Some students brought up class-specific issues. “I’m really nervous about [the idea of online classes]. I think the chemistry classes will be hard to actually learn because of the labs,” Abigail Light commented.
Others took issue with the idea of online classes in general. One anonymous senior explained, “I’m not keen on the idea of taking online classes under any IMSA teaching method… In general IMSA’s learning system has never been a good fit for me. I’ve been homeschooled online before, and it’s not as easy/simple as IMSA is making it out to be.”
Ry Roller concurred, “I feel like some classes will have an easier transition, like Digital Literary Studies, and some will be much harder, like MSI. I think teachers requiring the classes to meet at certain times [synchronous learning] are in for a rude awakening that that won’t work well at all.”

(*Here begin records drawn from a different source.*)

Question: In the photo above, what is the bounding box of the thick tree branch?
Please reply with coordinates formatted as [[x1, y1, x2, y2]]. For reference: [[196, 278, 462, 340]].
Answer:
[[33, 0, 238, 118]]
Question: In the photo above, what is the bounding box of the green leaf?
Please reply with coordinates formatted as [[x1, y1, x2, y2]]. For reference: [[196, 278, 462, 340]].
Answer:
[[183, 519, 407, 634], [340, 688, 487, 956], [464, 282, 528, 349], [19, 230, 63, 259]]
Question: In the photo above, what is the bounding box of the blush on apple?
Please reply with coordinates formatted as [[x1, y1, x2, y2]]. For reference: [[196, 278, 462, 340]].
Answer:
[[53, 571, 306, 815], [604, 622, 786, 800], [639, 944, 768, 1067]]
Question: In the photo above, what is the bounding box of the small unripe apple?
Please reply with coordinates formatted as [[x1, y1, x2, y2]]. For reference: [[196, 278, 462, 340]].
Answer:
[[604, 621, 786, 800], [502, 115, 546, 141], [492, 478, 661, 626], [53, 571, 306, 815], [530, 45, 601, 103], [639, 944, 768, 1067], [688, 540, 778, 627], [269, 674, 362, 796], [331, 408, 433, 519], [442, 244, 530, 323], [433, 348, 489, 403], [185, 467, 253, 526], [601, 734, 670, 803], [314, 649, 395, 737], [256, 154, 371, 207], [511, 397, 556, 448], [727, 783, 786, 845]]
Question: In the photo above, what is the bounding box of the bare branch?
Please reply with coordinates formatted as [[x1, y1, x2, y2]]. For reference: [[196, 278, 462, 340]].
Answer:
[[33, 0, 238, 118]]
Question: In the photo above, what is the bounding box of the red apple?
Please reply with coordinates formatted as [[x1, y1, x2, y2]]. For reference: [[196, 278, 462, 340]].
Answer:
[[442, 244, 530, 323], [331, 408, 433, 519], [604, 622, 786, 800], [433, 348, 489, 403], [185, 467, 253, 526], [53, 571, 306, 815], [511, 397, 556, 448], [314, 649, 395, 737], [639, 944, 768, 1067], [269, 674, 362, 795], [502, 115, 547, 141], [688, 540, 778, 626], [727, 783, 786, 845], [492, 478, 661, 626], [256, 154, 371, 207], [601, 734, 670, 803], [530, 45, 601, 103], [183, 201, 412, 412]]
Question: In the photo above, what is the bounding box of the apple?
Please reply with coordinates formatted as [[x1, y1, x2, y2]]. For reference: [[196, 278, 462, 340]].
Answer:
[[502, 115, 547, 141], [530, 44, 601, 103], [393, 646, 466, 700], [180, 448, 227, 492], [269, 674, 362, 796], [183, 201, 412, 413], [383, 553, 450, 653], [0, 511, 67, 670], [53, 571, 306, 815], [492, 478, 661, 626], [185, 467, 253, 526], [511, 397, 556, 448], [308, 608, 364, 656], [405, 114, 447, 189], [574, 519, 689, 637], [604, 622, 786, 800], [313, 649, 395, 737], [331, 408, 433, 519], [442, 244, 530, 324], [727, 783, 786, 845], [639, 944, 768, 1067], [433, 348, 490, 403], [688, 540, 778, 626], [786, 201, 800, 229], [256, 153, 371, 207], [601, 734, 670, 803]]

And Sabrina Meng commented that the virtual learning option “has the potential to work well, but seems very unstructured at the moment. Also, while it might work okay for some classes that are primarily presentation or lecture-based, it’s especially problematic for discussion-based or lab-based classes… And also, tests just don’t seem like they’ll work.”
Going Forward
Some IMSA students have proposed class meetups in centralized Chicagoland locations. Others suggested a massive class reunion in late July or August, hoping the COVID-19 situation will be largely alleviated by then. The general sentiment seems to be that students shouldn’t wait until their last semester of high school to slow down and enjoy the IMSA experience.
“How lucky I am to have something that makes saying goodbye so hard.”